Data warehouses can be made regulation compliant (e.g., SOX, PCI, FERPA, HIPAA, SSAE16).
- Cloud-based BI services have variable compliance profiles, requiring you to work around limitations. Excel files on their own are never standards-compliant; additional controls must be placed around the access to and distribution of those files.
- A data warehouse enables you to have a single compliance profile for a single, master repository of your data.
A data warehouse is secure.
- You can control access through user-credentials and manage exactly who can access what.
- You can enforce who is allowed to modify data and who can only view data.
- You can easily audit every aspect of a data warehouse—who has access to what, what data was modified when, what the value of the data was before it was modified, etc.

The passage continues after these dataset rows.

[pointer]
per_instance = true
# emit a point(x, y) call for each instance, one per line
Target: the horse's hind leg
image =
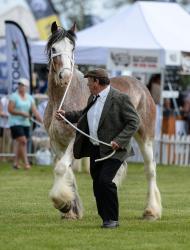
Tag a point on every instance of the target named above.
point(64, 193)
point(153, 209)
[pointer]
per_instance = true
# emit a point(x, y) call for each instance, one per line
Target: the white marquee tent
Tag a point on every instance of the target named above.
point(145, 37)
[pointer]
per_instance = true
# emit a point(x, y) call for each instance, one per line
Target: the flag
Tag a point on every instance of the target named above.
point(18, 55)
point(44, 14)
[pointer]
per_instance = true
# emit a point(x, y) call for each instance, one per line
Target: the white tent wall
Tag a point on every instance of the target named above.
point(156, 31)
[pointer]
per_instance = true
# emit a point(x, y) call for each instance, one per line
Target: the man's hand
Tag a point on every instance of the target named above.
point(58, 113)
point(115, 146)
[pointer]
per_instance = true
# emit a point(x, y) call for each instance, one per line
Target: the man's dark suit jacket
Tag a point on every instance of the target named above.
point(118, 122)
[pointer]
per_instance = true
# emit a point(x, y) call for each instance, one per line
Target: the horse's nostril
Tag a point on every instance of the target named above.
point(60, 76)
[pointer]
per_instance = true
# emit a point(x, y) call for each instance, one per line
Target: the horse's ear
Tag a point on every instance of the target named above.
point(54, 27)
point(74, 28)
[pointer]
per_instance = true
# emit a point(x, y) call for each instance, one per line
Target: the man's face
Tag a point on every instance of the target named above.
point(93, 86)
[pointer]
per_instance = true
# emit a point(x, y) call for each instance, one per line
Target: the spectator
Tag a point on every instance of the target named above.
point(186, 110)
point(154, 87)
point(5, 143)
point(20, 106)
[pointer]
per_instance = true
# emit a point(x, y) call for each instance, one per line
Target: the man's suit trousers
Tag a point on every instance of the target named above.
point(105, 191)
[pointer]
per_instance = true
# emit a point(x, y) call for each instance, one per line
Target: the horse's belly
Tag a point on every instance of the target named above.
point(60, 134)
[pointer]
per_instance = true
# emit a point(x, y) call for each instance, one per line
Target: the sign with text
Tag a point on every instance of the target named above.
point(133, 60)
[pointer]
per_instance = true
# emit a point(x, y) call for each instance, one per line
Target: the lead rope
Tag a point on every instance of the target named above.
point(73, 126)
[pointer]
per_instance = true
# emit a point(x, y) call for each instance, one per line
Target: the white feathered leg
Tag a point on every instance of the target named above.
point(64, 192)
point(153, 208)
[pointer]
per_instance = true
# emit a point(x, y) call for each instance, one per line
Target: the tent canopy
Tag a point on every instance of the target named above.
point(145, 36)
point(23, 17)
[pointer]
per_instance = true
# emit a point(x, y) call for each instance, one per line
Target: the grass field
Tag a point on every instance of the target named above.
point(28, 220)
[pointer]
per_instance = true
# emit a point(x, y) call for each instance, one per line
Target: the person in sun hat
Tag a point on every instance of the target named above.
point(111, 118)
point(21, 105)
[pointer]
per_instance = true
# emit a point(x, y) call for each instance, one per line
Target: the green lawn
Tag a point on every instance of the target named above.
point(28, 220)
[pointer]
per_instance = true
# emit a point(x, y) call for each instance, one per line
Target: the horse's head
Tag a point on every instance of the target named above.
point(60, 49)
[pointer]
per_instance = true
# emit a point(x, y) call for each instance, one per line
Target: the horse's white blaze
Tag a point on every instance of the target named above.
point(64, 50)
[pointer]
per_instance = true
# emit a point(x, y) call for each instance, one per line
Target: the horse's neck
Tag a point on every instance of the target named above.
point(77, 94)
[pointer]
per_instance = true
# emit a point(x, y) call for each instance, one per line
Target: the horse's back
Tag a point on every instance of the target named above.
point(142, 101)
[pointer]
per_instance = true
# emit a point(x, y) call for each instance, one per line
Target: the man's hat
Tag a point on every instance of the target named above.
point(24, 82)
point(99, 73)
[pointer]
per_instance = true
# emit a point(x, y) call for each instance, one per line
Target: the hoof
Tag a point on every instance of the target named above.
point(69, 216)
point(66, 208)
point(150, 216)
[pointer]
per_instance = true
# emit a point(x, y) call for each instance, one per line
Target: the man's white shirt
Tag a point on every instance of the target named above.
point(94, 114)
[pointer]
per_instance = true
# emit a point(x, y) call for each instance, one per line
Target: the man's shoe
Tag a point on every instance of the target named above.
point(110, 224)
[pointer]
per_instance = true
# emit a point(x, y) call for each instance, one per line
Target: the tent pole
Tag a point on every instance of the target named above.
point(162, 81)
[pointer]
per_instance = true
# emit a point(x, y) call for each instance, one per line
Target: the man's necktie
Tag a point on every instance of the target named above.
point(90, 105)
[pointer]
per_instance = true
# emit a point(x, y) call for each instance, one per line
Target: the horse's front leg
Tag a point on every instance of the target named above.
point(64, 193)
point(153, 209)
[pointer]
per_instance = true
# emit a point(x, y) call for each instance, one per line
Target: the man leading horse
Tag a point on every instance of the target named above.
point(110, 117)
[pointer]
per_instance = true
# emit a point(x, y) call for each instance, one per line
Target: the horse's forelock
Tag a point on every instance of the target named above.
point(58, 36)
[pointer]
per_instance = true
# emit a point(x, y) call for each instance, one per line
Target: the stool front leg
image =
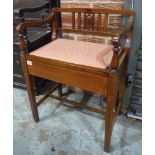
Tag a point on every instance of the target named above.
point(110, 106)
point(30, 88)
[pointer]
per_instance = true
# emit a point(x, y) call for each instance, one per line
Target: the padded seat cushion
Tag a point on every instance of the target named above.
point(77, 52)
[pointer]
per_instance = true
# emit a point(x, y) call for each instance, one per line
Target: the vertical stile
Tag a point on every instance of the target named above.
point(79, 20)
point(73, 20)
point(85, 21)
point(99, 22)
point(93, 22)
point(105, 29)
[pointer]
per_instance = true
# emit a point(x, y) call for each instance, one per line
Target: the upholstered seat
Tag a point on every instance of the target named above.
point(77, 52)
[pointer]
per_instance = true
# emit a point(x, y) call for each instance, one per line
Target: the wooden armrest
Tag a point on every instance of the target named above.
point(22, 26)
point(21, 11)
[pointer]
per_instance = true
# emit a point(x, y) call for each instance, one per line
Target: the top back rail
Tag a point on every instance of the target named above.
point(88, 26)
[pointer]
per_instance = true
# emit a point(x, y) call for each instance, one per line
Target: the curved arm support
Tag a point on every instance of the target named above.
point(117, 49)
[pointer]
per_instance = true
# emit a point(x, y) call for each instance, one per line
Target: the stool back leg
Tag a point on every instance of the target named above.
point(30, 88)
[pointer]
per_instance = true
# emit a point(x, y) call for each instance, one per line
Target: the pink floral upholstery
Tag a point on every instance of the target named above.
point(77, 52)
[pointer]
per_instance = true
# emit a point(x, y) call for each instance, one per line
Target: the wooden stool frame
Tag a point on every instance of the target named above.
point(109, 82)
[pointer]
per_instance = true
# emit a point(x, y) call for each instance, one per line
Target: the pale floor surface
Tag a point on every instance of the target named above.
point(65, 130)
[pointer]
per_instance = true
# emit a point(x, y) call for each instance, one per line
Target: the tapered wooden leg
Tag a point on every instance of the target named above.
point(60, 90)
point(110, 106)
point(30, 89)
point(122, 79)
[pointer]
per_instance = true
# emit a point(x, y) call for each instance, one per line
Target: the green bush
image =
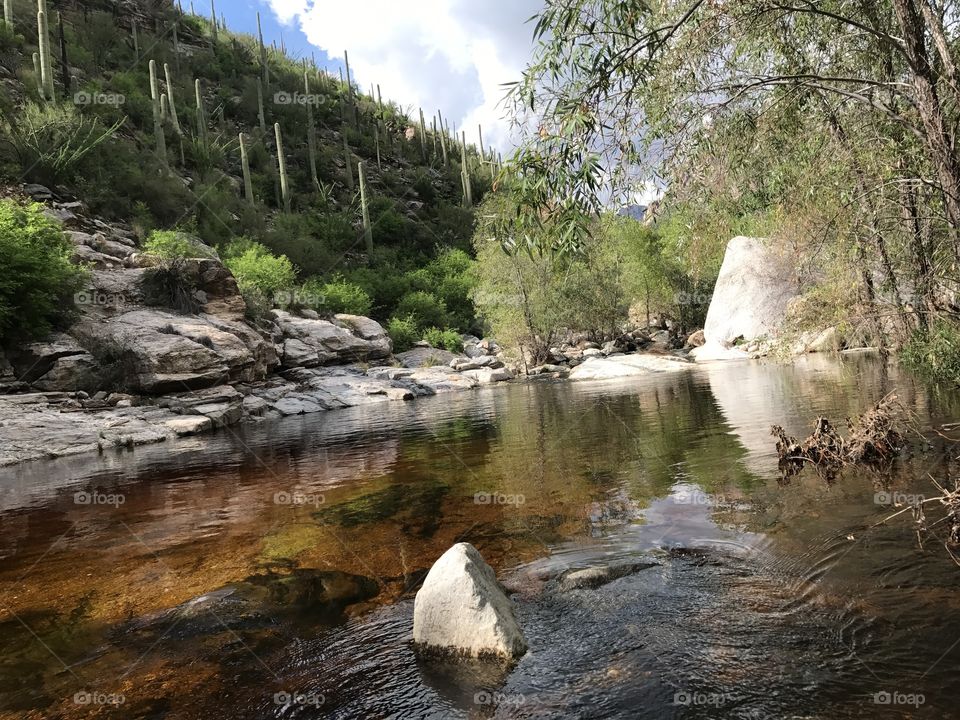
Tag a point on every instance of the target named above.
point(935, 352)
point(446, 339)
point(258, 271)
point(173, 244)
point(403, 332)
point(37, 280)
point(50, 140)
point(425, 309)
point(338, 296)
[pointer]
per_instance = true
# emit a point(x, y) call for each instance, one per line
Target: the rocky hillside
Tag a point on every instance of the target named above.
point(130, 371)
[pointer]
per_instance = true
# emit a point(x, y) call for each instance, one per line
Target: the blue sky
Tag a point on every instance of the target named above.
point(446, 55)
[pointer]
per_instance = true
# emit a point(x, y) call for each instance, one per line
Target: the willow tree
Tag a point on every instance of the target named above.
point(851, 106)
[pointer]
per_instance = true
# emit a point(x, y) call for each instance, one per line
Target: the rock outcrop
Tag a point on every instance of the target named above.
point(757, 280)
point(462, 610)
point(618, 366)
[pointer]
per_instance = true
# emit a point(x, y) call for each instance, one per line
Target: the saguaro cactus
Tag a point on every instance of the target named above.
point(38, 74)
point(353, 100)
point(201, 116)
point(264, 69)
point(136, 39)
point(311, 130)
point(261, 115)
point(245, 165)
point(161, 140)
point(443, 143)
point(365, 210)
point(174, 120)
point(213, 19)
point(423, 136)
point(282, 167)
point(465, 172)
point(349, 161)
point(46, 58)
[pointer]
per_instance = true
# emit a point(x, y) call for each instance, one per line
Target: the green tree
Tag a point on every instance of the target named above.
point(37, 281)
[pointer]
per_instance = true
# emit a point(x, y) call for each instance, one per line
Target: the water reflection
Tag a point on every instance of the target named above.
point(279, 560)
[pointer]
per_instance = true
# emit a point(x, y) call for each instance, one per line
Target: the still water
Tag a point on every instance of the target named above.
point(269, 572)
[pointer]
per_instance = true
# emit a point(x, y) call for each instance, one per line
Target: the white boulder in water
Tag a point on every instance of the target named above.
point(756, 281)
point(462, 609)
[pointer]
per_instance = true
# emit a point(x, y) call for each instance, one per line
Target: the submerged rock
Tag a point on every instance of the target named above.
point(462, 610)
point(594, 577)
point(599, 368)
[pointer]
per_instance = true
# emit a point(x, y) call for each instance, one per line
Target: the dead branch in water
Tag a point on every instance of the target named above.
point(872, 439)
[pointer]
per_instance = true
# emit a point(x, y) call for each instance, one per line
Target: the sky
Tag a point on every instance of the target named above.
point(446, 55)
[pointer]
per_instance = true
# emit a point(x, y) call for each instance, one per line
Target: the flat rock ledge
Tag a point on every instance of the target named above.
point(47, 425)
point(463, 611)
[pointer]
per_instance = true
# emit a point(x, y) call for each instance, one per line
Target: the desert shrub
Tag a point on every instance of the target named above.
point(447, 339)
point(403, 332)
point(338, 296)
point(172, 284)
point(385, 287)
point(258, 271)
point(174, 244)
point(425, 309)
point(37, 280)
point(935, 352)
point(314, 243)
point(50, 140)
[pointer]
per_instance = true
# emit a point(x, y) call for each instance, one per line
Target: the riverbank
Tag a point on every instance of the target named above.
point(47, 425)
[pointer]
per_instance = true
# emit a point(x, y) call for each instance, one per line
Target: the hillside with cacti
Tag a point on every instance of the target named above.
point(158, 117)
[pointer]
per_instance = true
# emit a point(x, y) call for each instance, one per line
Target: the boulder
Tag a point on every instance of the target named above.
point(827, 341)
point(426, 357)
point(329, 343)
point(596, 368)
point(756, 282)
point(161, 352)
point(485, 376)
point(462, 610)
point(594, 577)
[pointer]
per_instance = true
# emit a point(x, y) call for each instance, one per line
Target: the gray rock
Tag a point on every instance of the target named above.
point(332, 343)
point(485, 376)
point(627, 366)
point(425, 357)
point(594, 577)
point(757, 280)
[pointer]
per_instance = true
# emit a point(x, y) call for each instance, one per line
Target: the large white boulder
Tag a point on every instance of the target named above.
point(462, 609)
point(756, 281)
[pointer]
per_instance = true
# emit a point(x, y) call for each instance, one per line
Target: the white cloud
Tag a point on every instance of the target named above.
point(287, 10)
point(447, 55)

A data warehouse is reliable.
- You can capture your data at any level of granularity.
- In the event of a disaster, you can restore your data to a specific point in time.
- You can set up a redundant infrastructure (e.g., server clustering, regional instances, etc.).
Data warehouses are affordable.
- Cloud-based servers that can be rented for as little as $100 per month typically provide more storage and processing power than many companies need.
- There are FOSS (free and open-source software) options.
Choosing not to build a data warehouse is taking on technical debt.
- Want to change the Cloud service provider for one of your key applications? With a data warehouse, you only need to update your ETL to bring the new source in to your existing structure. By contrast, if you use a data mashup tool, you’ll also need to update your data model and likely the reports it feeds.
- Want to change your reporting tool? You’ll need to rebuild your entire data model. Data warehouses are designed with reporting in mind, regardless of which reporting tool you use.
- Need to tackle big data? Data mashup tools don’t offer the performance you need.
- Plan on scaling up? As your number of data sources grows, the ETL and data model in your mash-up system will become unwieldy and unstable.